DoN is honored to be exhibited along with such wonderful artists as those in the Plastic Club, their shows are always challenging, pushing the envelop, breaking rules yet there’s no stress, the only expectation is making art.  And when the art is all hanging together it feels really good to be an artist rubbing shoulders with some of the best in town.  A cool thing about writing this blog is that when DoN took the photos he didn’t know that he was shooting the work of some of his best friends, the Plastic Club uses a number system for labeling, it’s kind of like doing your own blind jury-ing and then finding out you picked only your friends such as Lois, Pat, Mike, Alan, Alden, Eileen, Dorothy, Morris, Anders

Red White & Green @ The Plastic Club

Jake Smith, Merry Fish Mess, acrylic and Theodore J. Amick, Untitled, oil.

Merry Fish Mess, everybody!

Various & Sundry Group Exhibition @ The Skybox Gallery, 2424 York Street

Tuesday, December 22nd, 2009

Rachel Udell @ The Skybox

Crocheted abstractions from Rachel Udell @ The Various & Sundry Group Exhibit in the Skybox Gallery, 2424 York Street.

Hana Cho

Hana Cho, photography @ The Skybox.

The Skybox

The group show at the Skybox had a carnival air as 50 artists and their friends mingled in the huge space called the Skybox Gallery, part of a new artist studio complex at 2424 York Street.  Some of the work was a bit on the creepy/grotesque side with nods to horror flicks, HR Giger and Manga but a lot of the work by the young artists was thoughtful and hopeful.
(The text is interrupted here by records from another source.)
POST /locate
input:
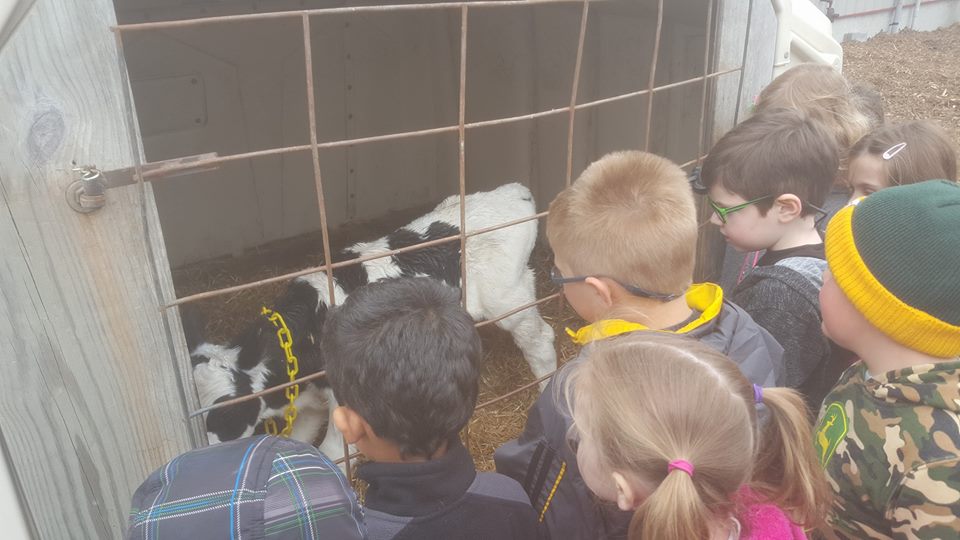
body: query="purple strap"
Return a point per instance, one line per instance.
(680, 465)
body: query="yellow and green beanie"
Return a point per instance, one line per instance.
(896, 256)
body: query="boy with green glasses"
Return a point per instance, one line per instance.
(765, 180)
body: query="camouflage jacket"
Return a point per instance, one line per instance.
(890, 445)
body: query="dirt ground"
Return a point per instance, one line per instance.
(918, 74)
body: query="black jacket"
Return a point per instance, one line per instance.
(444, 499)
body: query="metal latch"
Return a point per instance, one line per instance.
(88, 193)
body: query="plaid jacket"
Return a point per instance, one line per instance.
(255, 488)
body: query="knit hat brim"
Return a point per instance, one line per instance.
(905, 324)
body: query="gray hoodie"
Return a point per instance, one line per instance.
(784, 299)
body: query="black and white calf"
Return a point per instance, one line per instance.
(498, 280)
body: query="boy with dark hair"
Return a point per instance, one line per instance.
(262, 487)
(889, 432)
(624, 243)
(403, 359)
(767, 178)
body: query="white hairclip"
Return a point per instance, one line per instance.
(894, 150)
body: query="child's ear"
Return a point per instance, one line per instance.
(788, 207)
(351, 424)
(602, 289)
(628, 498)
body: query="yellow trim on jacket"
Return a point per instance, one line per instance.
(707, 298)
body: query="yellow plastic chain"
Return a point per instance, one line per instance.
(292, 392)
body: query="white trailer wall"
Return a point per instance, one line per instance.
(239, 87)
(870, 17)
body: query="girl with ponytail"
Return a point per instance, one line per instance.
(668, 429)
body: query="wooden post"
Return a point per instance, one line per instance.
(91, 394)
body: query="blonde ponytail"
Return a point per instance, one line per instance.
(787, 472)
(675, 511)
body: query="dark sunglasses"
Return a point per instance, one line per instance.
(557, 277)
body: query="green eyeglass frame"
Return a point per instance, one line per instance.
(723, 212)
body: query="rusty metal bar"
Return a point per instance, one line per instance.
(706, 70)
(575, 87)
(518, 309)
(515, 392)
(462, 157)
(315, 153)
(318, 180)
(743, 62)
(172, 169)
(346, 457)
(653, 76)
(331, 11)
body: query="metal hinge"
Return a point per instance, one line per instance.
(87, 193)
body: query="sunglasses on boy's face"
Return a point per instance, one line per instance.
(557, 277)
(724, 211)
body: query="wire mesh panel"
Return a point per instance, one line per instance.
(597, 65)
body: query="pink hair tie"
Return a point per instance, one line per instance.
(680, 465)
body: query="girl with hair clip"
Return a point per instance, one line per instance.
(901, 154)
(667, 428)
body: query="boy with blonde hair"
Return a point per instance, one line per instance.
(624, 240)
(889, 432)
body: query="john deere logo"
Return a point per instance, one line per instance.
(832, 430)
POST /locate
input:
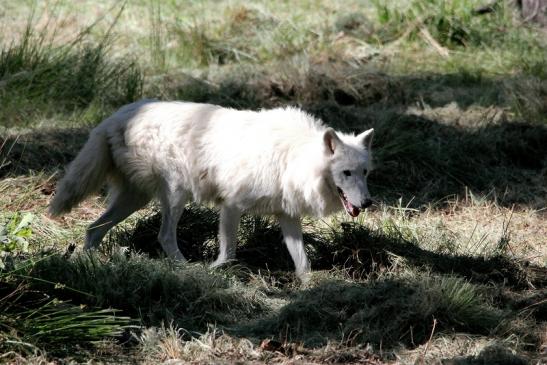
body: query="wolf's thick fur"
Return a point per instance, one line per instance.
(281, 161)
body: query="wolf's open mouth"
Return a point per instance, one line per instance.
(350, 208)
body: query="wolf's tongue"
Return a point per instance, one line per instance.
(352, 209)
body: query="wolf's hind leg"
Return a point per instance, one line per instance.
(172, 206)
(227, 234)
(292, 234)
(124, 202)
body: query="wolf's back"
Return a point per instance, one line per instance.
(85, 175)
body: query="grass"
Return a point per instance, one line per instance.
(451, 264)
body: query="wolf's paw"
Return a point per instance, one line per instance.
(220, 262)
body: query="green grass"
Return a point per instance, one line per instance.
(450, 265)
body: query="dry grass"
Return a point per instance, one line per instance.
(451, 264)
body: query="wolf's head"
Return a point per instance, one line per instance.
(350, 165)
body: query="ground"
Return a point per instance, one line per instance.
(449, 266)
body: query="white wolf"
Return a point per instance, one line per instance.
(282, 162)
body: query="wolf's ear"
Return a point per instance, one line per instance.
(365, 138)
(331, 141)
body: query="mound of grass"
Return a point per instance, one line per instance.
(155, 290)
(32, 319)
(387, 311)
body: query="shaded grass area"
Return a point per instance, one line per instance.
(356, 248)
(441, 159)
(443, 125)
(154, 291)
(32, 319)
(390, 309)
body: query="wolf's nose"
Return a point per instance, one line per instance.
(366, 203)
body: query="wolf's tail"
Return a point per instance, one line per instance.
(85, 175)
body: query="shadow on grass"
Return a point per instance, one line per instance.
(417, 157)
(357, 249)
(386, 311)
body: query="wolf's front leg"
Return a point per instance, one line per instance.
(227, 234)
(292, 234)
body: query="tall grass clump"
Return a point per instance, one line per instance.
(32, 319)
(155, 290)
(37, 73)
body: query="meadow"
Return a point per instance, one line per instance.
(449, 266)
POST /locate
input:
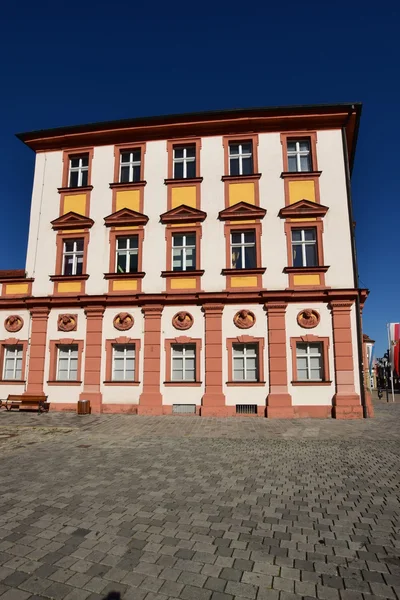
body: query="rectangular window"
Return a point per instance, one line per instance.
(309, 361)
(245, 362)
(184, 252)
(183, 362)
(304, 248)
(13, 362)
(127, 254)
(78, 170)
(240, 158)
(123, 368)
(243, 249)
(67, 362)
(184, 161)
(299, 155)
(130, 161)
(73, 257)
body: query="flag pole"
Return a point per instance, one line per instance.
(391, 355)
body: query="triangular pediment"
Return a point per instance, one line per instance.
(72, 220)
(303, 208)
(125, 216)
(242, 211)
(183, 214)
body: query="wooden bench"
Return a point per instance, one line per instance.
(27, 402)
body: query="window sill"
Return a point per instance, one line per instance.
(251, 177)
(83, 188)
(137, 275)
(246, 383)
(182, 383)
(66, 382)
(310, 382)
(188, 180)
(299, 174)
(127, 184)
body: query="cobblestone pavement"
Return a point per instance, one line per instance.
(199, 509)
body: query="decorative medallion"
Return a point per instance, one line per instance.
(308, 318)
(67, 322)
(13, 323)
(244, 319)
(182, 320)
(123, 321)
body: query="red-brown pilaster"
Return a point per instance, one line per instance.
(279, 401)
(213, 401)
(93, 352)
(150, 401)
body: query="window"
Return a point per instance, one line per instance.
(184, 252)
(67, 362)
(245, 362)
(240, 158)
(13, 362)
(309, 361)
(304, 248)
(73, 257)
(299, 155)
(130, 161)
(243, 249)
(183, 362)
(123, 368)
(127, 254)
(78, 170)
(184, 162)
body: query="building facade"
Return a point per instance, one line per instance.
(200, 263)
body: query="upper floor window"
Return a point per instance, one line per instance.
(304, 247)
(67, 362)
(184, 252)
(13, 362)
(245, 362)
(127, 254)
(123, 366)
(130, 162)
(73, 257)
(184, 162)
(184, 362)
(78, 170)
(243, 249)
(309, 360)
(299, 155)
(240, 158)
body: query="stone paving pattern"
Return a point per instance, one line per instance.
(199, 509)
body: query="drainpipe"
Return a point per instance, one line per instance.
(354, 257)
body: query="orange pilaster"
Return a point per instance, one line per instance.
(93, 351)
(150, 401)
(279, 401)
(346, 403)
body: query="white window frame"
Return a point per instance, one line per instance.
(131, 164)
(241, 155)
(303, 243)
(71, 348)
(184, 248)
(80, 169)
(74, 253)
(184, 358)
(298, 154)
(128, 252)
(184, 159)
(13, 353)
(127, 348)
(242, 245)
(308, 355)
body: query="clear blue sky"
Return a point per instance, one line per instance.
(66, 63)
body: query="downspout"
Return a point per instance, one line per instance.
(355, 269)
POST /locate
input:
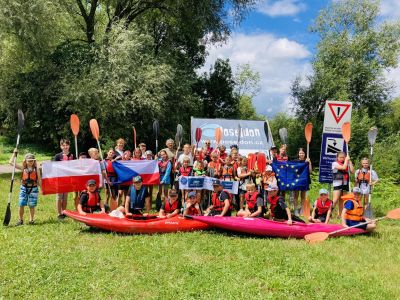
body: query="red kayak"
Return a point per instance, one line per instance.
(147, 226)
(264, 227)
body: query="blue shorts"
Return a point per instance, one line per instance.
(28, 196)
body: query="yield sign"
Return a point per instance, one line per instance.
(338, 110)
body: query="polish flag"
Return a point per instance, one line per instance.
(147, 169)
(69, 175)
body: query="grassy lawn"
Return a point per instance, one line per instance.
(66, 259)
(6, 150)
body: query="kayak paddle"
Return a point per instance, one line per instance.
(21, 122)
(317, 237)
(346, 133)
(372, 133)
(308, 136)
(156, 131)
(74, 122)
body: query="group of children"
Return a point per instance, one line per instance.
(258, 195)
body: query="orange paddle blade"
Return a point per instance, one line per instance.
(74, 121)
(346, 131)
(94, 127)
(316, 237)
(394, 214)
(218, 134)
(308, 132)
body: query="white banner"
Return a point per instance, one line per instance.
(206, 183)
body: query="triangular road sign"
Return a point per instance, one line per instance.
(338, 110)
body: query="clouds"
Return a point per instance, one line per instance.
(281, 7)
(279, 61)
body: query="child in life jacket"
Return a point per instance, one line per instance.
(90, 200)
(30, 181)
(365, 179)
(322, 208)
(221, 202)
(341, 169)
(278, 209)
(254, 203)
(353, 211)
(192, 205)
(171, 207)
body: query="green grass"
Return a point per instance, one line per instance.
(6, 149)
(68, 260)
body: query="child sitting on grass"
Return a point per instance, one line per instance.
(29, 191)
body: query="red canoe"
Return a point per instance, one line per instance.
(263, 227)
(124, 225)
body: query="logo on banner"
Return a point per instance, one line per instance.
(333, 146)
(338, 110)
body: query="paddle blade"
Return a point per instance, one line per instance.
(372, 133)
(198, 134)
(156, 128)
(74, 121)
(21, 120)
(283, 135)
(7, 217)
(308, 132)
(316, 237)
(394, 214)
(346, 131)
(94, 127)
(218, 134)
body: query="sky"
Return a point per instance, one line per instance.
(275, 40)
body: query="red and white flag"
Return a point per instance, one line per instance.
(69, 175)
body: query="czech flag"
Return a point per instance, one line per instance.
(69, 175)
(147, 169)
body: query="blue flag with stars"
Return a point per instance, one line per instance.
(292, 175)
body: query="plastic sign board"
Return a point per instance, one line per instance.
(332, 143)
(336, 113)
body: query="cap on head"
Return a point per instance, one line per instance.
(137, 179)
(30, 156)
(272, 187)
(323, 191)
(91, 182)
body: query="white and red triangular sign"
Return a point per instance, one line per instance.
(338, 110)
(336, 113)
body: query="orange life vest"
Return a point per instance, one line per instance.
(29, 177)
(355, 214)
(219, 205)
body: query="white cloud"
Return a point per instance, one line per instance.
(279, 61)
(281, 7)
(390, 9)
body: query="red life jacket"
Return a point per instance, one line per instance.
(93, 202)
(341, 174)
(170, 207)
(185, 172)
(29, 178)
(323, 208)
(219, 205)
(193, 211)
(251, 201)
(109, 168)
(363, 177)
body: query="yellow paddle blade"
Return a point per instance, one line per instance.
(317, 237)
(346, 131)
(74, 120)
(308, 132)
(394, 214)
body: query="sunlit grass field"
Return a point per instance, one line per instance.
(66, 259)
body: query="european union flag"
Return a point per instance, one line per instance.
(292, 175)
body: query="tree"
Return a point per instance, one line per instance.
(352, 54)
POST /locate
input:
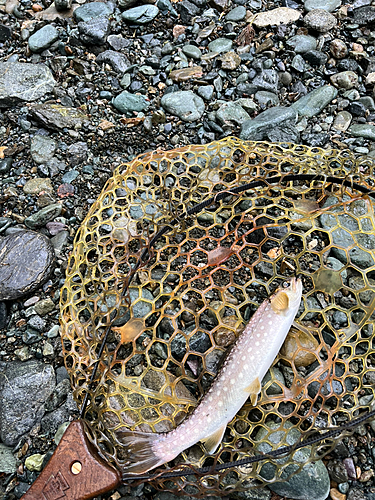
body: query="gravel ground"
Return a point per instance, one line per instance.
(79, 85)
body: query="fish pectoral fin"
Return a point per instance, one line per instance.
(254, 389)
(212, 442)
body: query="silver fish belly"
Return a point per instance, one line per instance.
(239, 378)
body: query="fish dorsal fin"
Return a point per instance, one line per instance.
(212, 442)
(253, 390)
(280, 302)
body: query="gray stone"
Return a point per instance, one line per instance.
(141, 15)
(345, 79)
(328, 5)
(55, 116)
(23, 82)
(46, 214)
(16, 277)
(265, 98)
(231, 112)
(118, 61)
(94, 9)
(8, 462)
(127, 102)
(312, 103)
(206, 92)
(24, 388)
(268, 80)
(275, 124)
(43, 38)
(364, 130)
(62, 5)
(192, 51)
(220, 45)
(301, 43)
(320, 20)
(184, 104)
(94, 31)
(42, 148)
(312, 482)
(236, 14)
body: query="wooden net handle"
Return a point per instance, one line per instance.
(75, 470)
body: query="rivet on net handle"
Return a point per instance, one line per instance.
(75, 470)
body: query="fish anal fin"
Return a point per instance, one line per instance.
(212, 442)
(280, 302)
(253, 390)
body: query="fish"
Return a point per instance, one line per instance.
(239, 379)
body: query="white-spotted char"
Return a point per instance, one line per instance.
(239, 378)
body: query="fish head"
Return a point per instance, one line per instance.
(287, 300)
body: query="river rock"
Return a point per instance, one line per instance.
(320, 20)
(46, 214)
(55, 116)
(328, 5)
(141, 15)
(184, 104)
(16, 278)
(118, 61)
(42, 148)
(275, 124)
(314, 102)
(301, 43)
(91, 10)
(281, 15)
(43, 38)
(127, 102)
(24, 388)
(23, 82)
(94, 31)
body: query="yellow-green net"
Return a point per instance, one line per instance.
(202, 282)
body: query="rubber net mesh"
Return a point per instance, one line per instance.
(201, 284)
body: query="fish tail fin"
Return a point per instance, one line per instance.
(140, 449)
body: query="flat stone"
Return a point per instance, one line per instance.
(314, 102)
(301, 43)
(42, 148)
(24, 388)
(231, 112)
(281, 15)
(94, 31)
(127, 102)
(220, 45)
(185, 74)
(118, 61)
(230, 61)
(364, 15)
(38, 185)
(91, 10)
(345, 79)
(320, 20)
(23, 82)
(184, 104)
(267, 80)
(192, 51)
(275, 124)
(46, 214)
(342, 121)
(16, 278)
(328, 5)
(206, 92)
(43, 38)
(364, 130)
(55, 116)
(236, 14)
(8, 462)
(141, 15)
As the 2424 website states, “Located in Fishtown at the corner of York and Gaul streets, right off of I-95, and convenient to public transportation, 2424 Studios consists of over 100 work studios and/or office suites that range from 350 to over 6,000 square feet. The rents start at $399 per month and units are now available! Also located within 2424 Studios is the “Skybox,” an unparalleled and climate controlled event space of over 6,200 feet that is for tenants’ use, for community use and for rent to the public. 2424 Studios is now open to the public so please feel free to come by any time to take a look. If you are interested in leasing options, please contact Jessica at 215-284-8804.

It’s interesting how the arts community moves into neighborhoods, transforming them into desirable destinations to visit and live; it’s almost become cliche to take a downtrodden district like Fishtown and restore the area to a creative, affordable, vibrant place to live and work.  2424 York Street is anchoring new development, drawing a younger crowd and offering affordable studio/office space for artists as they get pushed out of neighborhoods they helped to revive - think Manyunk, Old City, South Street, Northern Liberties even Walnut Street used to be lined with galleries.  The neighborhood where 2424 York Street is situated also has other art galleries such as High Wireand Proximity, it’s definitely worth the trip to Fishtown to check out the fringe of the Philadelphia art scene.